L'adrenalina che ho in corpo non è nulla in confronto a quando stai aspettando che si cuocia il cibo quando hai una fame da lupi.

In questo momento so dove sono i miei genitori, sto andando da loro seguendo le indicazioni che mi ha dato Kabuto, subito dopo è scappato via dalla finestra dicendomi di avere una missione e di dover incontrare qualcuno.

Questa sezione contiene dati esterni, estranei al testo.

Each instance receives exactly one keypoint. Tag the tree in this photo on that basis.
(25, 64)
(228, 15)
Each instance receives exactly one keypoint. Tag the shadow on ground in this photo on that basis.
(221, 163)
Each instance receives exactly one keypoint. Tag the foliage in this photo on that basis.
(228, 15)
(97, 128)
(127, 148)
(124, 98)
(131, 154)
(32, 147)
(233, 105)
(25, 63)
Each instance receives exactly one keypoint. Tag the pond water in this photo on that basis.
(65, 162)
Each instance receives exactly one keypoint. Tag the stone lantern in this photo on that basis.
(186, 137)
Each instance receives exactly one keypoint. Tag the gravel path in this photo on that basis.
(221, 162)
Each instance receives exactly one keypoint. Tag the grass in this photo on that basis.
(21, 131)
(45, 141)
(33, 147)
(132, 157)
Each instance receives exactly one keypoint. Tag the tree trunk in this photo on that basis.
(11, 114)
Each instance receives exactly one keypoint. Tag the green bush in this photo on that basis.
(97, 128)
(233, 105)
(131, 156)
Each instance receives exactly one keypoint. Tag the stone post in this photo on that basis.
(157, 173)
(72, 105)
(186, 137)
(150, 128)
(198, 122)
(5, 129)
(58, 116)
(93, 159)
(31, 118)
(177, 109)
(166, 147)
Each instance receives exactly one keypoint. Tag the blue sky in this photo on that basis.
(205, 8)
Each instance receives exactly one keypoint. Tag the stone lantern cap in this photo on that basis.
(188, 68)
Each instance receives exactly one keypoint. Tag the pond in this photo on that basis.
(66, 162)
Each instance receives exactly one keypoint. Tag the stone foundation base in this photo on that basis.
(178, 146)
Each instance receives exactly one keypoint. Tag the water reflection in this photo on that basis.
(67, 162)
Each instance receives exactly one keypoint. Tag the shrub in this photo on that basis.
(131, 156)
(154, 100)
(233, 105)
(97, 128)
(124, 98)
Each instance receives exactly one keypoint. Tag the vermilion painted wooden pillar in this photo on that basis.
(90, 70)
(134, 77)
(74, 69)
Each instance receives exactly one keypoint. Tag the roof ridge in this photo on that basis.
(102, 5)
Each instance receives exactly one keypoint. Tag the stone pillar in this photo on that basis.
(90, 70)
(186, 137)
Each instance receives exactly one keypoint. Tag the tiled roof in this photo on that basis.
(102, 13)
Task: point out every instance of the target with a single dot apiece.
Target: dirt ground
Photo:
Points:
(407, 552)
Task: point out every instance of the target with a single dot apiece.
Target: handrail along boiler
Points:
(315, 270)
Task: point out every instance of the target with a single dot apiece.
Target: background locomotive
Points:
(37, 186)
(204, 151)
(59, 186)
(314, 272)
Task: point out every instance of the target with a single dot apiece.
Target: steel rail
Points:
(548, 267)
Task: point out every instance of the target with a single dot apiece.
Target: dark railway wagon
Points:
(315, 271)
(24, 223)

Mentre corro verso la meta mi vengono in mente mille domande da fargli lasciando spazio anche alle paranoie.

Saranno contenti di vedermi?

Mi riconosceranno?

Sanno chi sono?

E se hanno un'altra figlia?

E se non mi vogliono?

Scaccio via questi brutti pensieri, ormai sono vicina, manca così poco per poterli riabbracciare e non saranno due paranoie a fermarmi.

Arrivo davanti alla casa color panna che mi ha descritto Kabuto, è contornata da un cancello e un giardino verde dove sono piantati fiori e piante di ogni tipo.

Faccio un passo in avanti quando vedo la porta di casa aprirsi, d'istinto mi nascondo dietro al muretto per non farmi vedere.

Perché lo sto facendo? Sono venuta fin qui per vederli e ora non ho nemmeno il coraggio di affrontarli.

<<Cara, quanti te ne servono?>> domanda l'uomo che è appena uscito dal portico.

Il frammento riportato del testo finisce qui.